I am not sure how work will be today. Either it will snap me out of this for a while or I will probably break down and tell someone how scared I am. I am terrified of how dark and hopeless things feel and how helpless I feel to change it. I really want to ask what kind of impression they think it gives for me to tell my supervisor that I might need to go to a hospital because I am concerned about my health and a couple hours later be asked to work on my day off. How hard it makes it for me to actually get help. This is obviously not their fault, but it is a factor. I am beyond exhausted and sick and I am more concerned about work than any of that. I mean admittedly being suicidal is not a new feeling, but I am struggling so much to believe that it matters. I am struggling to believe honestly that me dying is worth caring about and is worth inconveniencing anyone. I truly wonder if they would be upset.
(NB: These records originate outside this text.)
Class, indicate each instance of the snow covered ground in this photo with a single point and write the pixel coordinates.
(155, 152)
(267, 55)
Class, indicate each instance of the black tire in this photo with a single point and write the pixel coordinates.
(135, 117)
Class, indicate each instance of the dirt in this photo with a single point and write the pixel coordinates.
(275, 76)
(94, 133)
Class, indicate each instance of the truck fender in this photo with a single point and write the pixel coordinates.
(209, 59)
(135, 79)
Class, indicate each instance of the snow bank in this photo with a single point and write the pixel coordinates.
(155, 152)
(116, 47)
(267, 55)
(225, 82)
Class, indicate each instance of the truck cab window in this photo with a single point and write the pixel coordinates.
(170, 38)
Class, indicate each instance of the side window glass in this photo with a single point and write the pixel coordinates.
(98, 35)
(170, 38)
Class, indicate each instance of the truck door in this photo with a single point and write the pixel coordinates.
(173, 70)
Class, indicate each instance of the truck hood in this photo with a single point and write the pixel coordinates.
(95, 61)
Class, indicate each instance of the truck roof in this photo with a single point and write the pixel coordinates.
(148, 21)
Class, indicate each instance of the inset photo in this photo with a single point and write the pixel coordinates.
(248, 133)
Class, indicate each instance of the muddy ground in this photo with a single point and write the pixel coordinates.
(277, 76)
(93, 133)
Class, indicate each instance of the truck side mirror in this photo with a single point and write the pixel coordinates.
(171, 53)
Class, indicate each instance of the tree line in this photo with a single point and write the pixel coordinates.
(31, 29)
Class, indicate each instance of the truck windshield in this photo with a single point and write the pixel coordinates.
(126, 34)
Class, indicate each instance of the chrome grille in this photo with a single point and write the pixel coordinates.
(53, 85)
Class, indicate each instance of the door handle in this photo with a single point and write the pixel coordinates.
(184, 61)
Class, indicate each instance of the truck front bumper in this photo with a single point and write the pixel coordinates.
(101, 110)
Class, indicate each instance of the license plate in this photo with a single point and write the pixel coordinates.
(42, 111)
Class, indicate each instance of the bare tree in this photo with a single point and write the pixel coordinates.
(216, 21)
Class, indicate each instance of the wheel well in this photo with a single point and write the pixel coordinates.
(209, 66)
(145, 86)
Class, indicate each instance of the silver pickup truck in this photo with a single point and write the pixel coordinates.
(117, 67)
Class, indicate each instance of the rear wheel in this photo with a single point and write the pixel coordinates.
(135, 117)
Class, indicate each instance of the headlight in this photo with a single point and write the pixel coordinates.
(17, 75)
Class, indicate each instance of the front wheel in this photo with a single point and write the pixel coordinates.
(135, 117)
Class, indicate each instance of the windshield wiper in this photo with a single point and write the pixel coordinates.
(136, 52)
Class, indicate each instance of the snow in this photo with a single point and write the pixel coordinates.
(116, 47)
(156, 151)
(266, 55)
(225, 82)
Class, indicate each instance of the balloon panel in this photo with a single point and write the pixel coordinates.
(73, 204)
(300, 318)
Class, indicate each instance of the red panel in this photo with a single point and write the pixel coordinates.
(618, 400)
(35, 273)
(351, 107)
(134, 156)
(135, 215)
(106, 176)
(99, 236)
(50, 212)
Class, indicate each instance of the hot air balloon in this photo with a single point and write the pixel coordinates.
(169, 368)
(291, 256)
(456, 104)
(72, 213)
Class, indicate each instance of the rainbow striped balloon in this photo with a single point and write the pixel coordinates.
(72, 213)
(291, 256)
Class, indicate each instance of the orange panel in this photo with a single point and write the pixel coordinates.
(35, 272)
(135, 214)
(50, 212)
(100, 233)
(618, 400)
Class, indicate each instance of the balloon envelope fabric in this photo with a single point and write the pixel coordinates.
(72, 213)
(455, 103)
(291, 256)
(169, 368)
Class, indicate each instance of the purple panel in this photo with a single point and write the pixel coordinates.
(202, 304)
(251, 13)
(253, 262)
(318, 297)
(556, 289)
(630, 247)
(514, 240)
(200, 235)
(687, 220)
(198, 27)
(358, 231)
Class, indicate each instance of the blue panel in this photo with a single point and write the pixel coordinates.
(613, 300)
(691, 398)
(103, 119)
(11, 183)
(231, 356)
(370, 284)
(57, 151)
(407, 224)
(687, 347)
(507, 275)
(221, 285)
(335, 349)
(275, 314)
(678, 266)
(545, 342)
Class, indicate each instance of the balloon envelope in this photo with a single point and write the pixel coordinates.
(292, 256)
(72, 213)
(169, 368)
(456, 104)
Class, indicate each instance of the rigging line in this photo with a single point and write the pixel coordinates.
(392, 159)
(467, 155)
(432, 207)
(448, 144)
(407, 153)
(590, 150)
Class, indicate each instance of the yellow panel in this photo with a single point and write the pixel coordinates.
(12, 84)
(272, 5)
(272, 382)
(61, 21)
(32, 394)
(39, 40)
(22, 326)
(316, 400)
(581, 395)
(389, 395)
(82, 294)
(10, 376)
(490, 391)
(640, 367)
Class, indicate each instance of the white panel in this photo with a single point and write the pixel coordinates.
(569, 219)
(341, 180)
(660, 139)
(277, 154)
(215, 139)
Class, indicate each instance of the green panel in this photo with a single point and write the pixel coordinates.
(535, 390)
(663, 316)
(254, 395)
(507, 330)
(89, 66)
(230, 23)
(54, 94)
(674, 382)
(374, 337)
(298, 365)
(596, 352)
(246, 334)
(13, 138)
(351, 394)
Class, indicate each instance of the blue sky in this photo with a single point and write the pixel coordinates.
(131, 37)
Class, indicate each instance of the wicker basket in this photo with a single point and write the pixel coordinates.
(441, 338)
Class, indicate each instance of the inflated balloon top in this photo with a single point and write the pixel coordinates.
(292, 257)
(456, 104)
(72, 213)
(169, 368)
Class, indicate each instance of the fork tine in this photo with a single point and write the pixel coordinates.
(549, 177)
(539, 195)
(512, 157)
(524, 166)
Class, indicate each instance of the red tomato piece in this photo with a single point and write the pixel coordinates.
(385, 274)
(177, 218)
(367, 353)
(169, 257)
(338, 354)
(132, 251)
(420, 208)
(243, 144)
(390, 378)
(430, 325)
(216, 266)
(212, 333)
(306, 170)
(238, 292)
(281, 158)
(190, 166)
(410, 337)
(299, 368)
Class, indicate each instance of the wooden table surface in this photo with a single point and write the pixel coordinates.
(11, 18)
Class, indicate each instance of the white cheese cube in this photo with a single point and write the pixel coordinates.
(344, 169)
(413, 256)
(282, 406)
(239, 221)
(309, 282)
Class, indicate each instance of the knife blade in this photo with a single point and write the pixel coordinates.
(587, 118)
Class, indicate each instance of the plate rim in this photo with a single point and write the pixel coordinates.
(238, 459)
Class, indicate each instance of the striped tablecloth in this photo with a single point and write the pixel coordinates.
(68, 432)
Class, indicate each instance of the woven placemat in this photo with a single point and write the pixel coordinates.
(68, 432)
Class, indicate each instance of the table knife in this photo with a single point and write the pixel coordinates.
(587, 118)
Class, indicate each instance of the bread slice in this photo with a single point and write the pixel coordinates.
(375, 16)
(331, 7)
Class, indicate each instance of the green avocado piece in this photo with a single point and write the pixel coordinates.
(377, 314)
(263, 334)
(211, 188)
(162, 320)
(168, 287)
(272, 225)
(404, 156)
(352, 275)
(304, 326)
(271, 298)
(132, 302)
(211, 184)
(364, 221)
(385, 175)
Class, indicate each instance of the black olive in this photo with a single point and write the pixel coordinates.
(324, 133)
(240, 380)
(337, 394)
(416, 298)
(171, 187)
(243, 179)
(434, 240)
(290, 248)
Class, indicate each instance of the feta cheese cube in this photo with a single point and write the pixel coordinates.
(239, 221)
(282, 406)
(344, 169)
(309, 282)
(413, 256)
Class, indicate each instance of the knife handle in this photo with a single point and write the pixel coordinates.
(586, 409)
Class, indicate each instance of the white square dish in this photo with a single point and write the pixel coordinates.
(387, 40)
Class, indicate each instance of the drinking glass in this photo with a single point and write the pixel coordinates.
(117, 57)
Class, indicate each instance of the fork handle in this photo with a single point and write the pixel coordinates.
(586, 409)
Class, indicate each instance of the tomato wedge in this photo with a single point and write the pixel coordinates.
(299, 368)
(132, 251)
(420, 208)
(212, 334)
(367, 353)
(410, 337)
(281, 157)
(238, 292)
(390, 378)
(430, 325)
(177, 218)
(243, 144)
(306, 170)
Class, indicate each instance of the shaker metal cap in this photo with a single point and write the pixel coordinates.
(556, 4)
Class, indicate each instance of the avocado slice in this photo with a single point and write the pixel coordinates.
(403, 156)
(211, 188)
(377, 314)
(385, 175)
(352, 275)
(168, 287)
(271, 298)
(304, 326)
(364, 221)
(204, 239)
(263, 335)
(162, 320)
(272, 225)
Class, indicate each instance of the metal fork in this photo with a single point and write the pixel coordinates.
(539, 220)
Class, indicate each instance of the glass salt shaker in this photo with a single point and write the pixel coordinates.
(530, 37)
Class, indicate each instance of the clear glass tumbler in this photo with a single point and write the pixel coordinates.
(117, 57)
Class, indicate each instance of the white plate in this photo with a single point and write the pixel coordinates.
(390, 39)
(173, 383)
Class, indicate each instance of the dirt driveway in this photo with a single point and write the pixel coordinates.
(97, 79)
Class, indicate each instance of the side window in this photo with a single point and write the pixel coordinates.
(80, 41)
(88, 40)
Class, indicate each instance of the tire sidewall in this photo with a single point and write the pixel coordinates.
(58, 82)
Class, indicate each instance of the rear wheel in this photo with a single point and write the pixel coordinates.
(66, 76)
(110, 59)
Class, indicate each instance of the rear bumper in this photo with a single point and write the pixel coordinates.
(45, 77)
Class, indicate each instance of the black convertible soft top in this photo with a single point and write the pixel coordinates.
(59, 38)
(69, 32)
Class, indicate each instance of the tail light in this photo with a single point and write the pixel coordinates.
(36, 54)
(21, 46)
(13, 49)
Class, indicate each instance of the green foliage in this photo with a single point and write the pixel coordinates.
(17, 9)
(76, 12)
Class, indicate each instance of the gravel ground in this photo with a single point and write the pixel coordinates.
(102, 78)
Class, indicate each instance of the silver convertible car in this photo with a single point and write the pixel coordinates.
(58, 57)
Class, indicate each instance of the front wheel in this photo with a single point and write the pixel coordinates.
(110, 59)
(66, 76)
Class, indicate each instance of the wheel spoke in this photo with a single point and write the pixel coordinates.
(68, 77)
For now, I am going to lay in bed and eat crackers and I will face the day when I have to.

After work update ** I survived. I stayed in bed until 2pm crying and watching Nurse Jackie on Netflix. I took a tomato soup to work. I ended up eating half a yogurt and some fruit as well. I stood up to talk to a coworker and everything went white and I had to grab onto the cubicle. My legs are still cramped. All day people were talking about tomorrow and who is working on their day off and who is working what hours. I eventually just straight up told my supervisor I can't keep working overtime. I said I was sick all night and cried all morning. I still didn't mention being suicidal but I tried to be as clear as possible that I can't handle this. She told me to talk to the manager. I really wish she would just say something for me, but I guess I will have to do it. I don't know if it will be tomorrow. It seems awful to bring it up on new year's eve and when the manager is working on her day off. I guess I will take this a day at a time. Who knows. Maybe tomorrow I will feel well and rested. Unlikely. But possible.